« Il fait chaud, pas mal » : Simon Trpčeski passe un mouchoir plié sur son front. Le pianiste macédonien règle sa banquette, détend ses épaules, ses bras, ses mains. Comme l'artisan ferme un œil pour ajuster l'outil que sa main et sa science guident, il se lance dans la septième des sonates pour piano de Prokofiev, avec le geste précis, celui qui produit le son attendu, car entendu avant même qu'il ne soit émis par le pianiste. Cette entrée en matière douce, mystérieuse, élastique est bientôt effacée par le martèlement, le pilonnage des accords brutaux de cette sonate dite « de guerre », créée en 1943 à Moscou par Sviatoslav Richter, juste avant de l'être par Vladimir Horowitz aux États-Unis, à Carnegie Hall.

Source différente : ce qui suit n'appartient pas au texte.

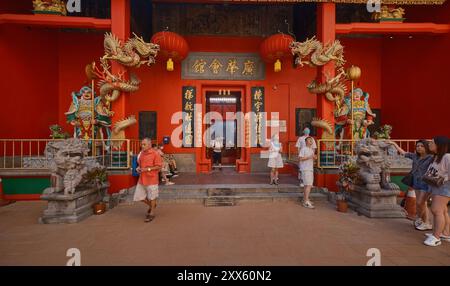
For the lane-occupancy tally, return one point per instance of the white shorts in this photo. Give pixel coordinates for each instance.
(307, 177)
(150, 192)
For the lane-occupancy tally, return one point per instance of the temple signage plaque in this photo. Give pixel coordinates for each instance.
(223, 66)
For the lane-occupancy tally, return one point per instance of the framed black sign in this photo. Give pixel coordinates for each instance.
(147, 125)
(188, 103)
(258, 122)
(303, 118)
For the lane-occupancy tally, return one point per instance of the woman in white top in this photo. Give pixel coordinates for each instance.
(275, 160)
(306, 158)
(439, 169)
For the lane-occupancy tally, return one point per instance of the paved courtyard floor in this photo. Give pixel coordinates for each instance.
(260, 233)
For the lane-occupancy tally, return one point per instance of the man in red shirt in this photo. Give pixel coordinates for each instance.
(150, 163)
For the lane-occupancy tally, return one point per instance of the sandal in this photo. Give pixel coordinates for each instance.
(149, 218)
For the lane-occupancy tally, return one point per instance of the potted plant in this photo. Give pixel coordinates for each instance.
(348, 174)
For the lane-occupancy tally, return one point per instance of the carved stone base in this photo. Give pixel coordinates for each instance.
(376, 204)
(71, 208)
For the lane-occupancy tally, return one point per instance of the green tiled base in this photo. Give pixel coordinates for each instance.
(24, 186)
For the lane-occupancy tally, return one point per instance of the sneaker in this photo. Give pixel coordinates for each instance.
(418, 222)
(424, 226)
(308, 205)
(432, 241)
(443, 237)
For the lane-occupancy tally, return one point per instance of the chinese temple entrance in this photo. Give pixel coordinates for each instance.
(219, 103)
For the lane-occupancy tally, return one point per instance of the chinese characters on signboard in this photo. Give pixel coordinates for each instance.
(188, 101)
(223, 66)
(259, 116)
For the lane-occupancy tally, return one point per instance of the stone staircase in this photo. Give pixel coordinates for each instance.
(224, 194)
(220, 197)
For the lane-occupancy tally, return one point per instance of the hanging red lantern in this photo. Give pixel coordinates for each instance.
(276, 47)
(172, 46)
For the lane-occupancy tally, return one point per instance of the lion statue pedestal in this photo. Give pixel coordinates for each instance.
(374, 195)
(78, 182)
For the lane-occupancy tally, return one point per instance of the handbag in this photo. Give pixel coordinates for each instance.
(409, 179)
(433, 181)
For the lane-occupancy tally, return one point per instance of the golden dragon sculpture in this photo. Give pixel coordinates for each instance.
(334, 90)
(318, 54)
(133, 53)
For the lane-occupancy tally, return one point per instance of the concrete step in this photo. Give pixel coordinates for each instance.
(201, 193)
(219, 201)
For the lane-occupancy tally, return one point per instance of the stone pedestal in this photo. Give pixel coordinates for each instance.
(71, 208)
(375, 204)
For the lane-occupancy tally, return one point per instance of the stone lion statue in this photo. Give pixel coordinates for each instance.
(71, 168)
(374, 165)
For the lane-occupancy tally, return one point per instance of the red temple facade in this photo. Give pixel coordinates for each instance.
(404, 68)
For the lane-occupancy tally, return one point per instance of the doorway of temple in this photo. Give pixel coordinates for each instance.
(222, 127)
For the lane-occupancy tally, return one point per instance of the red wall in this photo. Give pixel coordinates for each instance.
(366, 53)
(28, 82)
(161, 90)
(416, 98)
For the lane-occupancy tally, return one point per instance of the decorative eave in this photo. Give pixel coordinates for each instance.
(398, 2)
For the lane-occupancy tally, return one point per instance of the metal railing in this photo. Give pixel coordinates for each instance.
(333, 152)
(32, 154)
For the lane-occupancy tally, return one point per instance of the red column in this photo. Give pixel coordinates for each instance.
(120, 26)
(326, 21)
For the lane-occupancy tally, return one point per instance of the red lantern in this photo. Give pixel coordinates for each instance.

Trpčeski recrée l'ouvrage en respectant scrupuleusement l'alternance des épisodes violents, telluriques et de ceux qui sont plaintifs, douloureux, angoissés. Et d'une façon qui défie l'analyse tant sa maîtrise pianistique, sonore, rythmique, dynamique s'y conjugue avec une expression farouche, née justement de la stricte observance des tempos réglant cette construction magistrale. Ce cataclysme est celui de l'œuvre, il ne doit rien à une expression surjouée. Le mouvement lent chante d'une façon sereine et si souple qu'on dirait entendre un baryton ou un violoncelliste. Quant à la célèbre toccata conclusive, elle tétanisera le public qui fait une ovation à ce grand pianiste sans qu'il ait eu à broyer les touches, à aucun moment, ou à faire le malin pour montrer qu'il en a sous le capot.

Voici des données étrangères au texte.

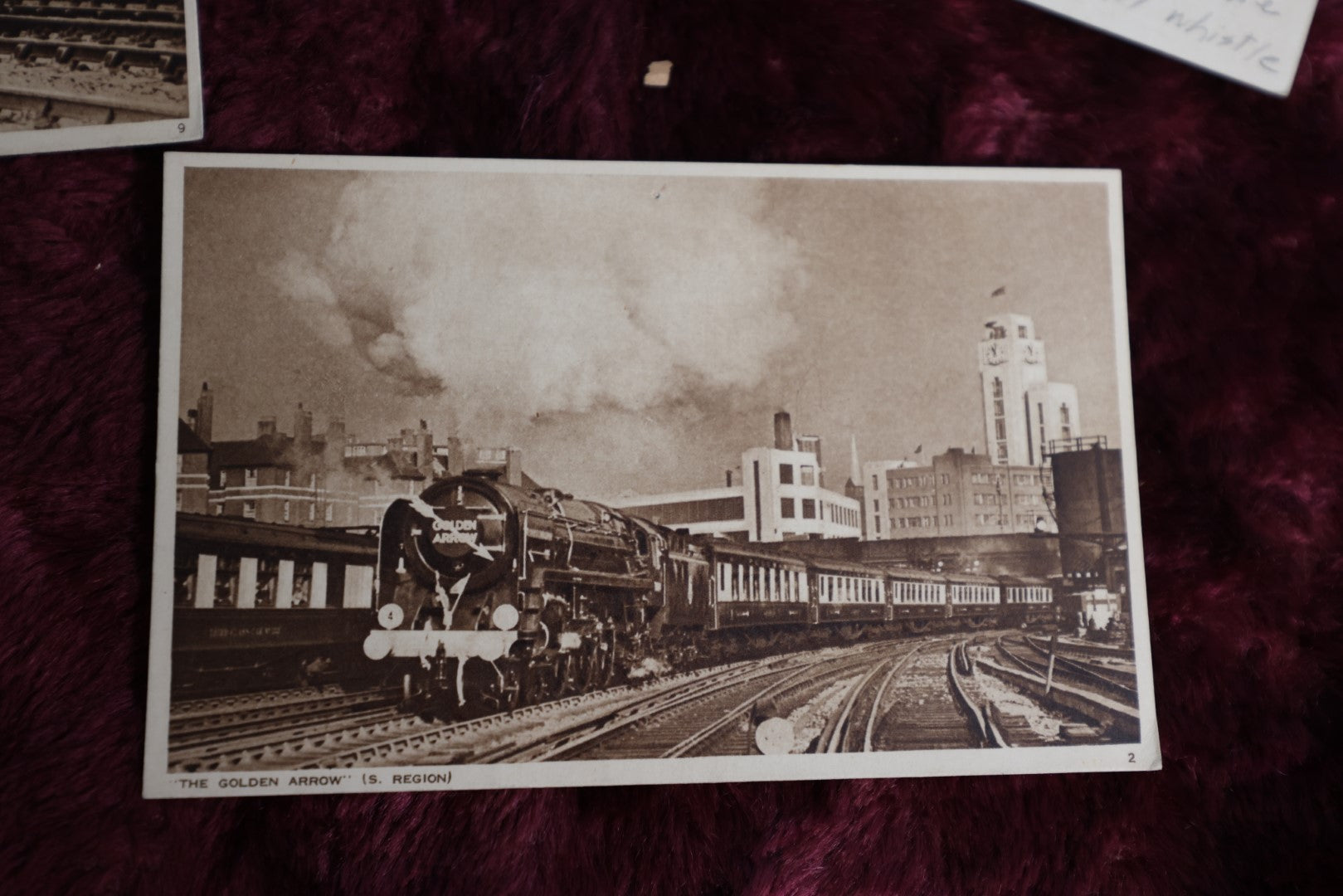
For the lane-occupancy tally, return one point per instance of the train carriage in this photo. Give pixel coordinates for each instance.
(917, 598)
(260, 605)
(754, 587)
(1026, 601)
(848, 592)
(490, 596)
(972, 598)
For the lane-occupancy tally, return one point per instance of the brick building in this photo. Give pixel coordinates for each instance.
(317, 480)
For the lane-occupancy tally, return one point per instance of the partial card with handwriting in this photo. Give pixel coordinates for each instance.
(1254, 42)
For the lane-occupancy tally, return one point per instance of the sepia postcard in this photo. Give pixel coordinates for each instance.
(98, 73)
(481, 473)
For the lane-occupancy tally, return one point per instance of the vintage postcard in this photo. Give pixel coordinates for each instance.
(1253, 42)
(479, 473)
(98, 73)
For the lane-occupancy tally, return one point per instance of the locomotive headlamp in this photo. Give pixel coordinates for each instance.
(391, 616)
(505, 617)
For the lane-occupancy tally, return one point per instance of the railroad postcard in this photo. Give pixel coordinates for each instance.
(98, 73)
(483, 473)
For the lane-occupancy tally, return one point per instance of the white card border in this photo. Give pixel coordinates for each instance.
(1143, 755)
(1158, 42)
(137, 134)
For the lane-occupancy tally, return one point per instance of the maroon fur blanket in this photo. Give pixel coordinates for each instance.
(1234, 240)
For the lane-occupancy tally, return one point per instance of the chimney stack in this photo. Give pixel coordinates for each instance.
(783, 431)
(811, 444)
(303, 426)
(204, 412)
(455, 457)
(336, 438)
(425, 449)
(513, 468)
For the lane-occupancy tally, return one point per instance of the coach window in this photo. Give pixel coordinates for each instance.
(182, 579)
(226, 582)
(267, 579)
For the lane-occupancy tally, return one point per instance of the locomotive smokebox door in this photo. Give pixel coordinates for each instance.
(455, 533)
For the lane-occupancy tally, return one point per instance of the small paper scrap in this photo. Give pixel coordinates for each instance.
(659, 74)
(1254, 42)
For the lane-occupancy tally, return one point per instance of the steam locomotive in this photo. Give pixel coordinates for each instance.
(494, 596)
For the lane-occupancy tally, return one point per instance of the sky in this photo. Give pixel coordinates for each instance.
(634, 334)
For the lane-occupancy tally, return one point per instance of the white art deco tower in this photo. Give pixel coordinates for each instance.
(1024, 411)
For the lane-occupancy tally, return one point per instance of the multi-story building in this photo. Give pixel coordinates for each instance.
(779, 496)
(319, 480)
(192, 472)
(1024, 411)
(959, 494)
(876, 519)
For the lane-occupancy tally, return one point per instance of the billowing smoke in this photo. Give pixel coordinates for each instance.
(518, 299)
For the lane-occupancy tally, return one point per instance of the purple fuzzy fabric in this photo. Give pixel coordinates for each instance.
(1234, 240)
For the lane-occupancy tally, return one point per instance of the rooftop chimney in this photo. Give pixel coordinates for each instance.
(303, 426)
(811, 444)
(204, 412)
(783, 431)
(336, 438)
(513, 468)
(455, 455)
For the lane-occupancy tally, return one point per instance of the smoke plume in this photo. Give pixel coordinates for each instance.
(516, 299)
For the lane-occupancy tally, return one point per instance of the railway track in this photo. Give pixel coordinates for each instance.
(379, 735)
(104, 34)
(1033, 657)
(215, 727)
(52, 106)
(708, 718)
(883, 696)
(1021, 704)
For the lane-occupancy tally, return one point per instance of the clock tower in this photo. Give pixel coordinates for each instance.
(1011, 367)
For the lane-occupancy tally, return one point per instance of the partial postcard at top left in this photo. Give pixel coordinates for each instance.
(104, 73)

Simon Trpčeski est un magicien du clavier. En ouverture de récital, il a détaillé de façon quasi pointilliste chacune des Variations op. 9 composées par Johannes Brahms sur un thème pris dans les Bunte Blätter de Robert Schumann, en a distillé la nostalgie, la tendresse, jusqu'au superlatif du pianissimo parfois, a fait entendre, sans jamais les souligner, ces petites incises poétiques, ces silences suspendus, ces minuscules inflexions qui sont autant de bleus faits à l'âme. Ce jeu vient assurément d'un autre monde, celui où piano et musique s'équilibrent idéalement. Il existe de magnifiques interprètes qui jouent du piano et de magnifiques pianistes qui font de la musique. Parmi les premiers, on trouve les Fischer, Schnabel, Cortot, Perlemuter, Pires, Perahia, Brendel ou encore Lupu. Parmi les seconds, on trouve les Hofmann, Moiseiwitsch, Novaes, Horowitz, Bolet, Freire ou encore... Trpčeski justement. Ce sont des musiciens dont l'art s'exprime au travers de la maîtrise fabuleuse de toutes les ressources sonores d'un clavier qu'ils aiment et glorifient sans pour autant le faire passer devant la musique dont il est le vecteur.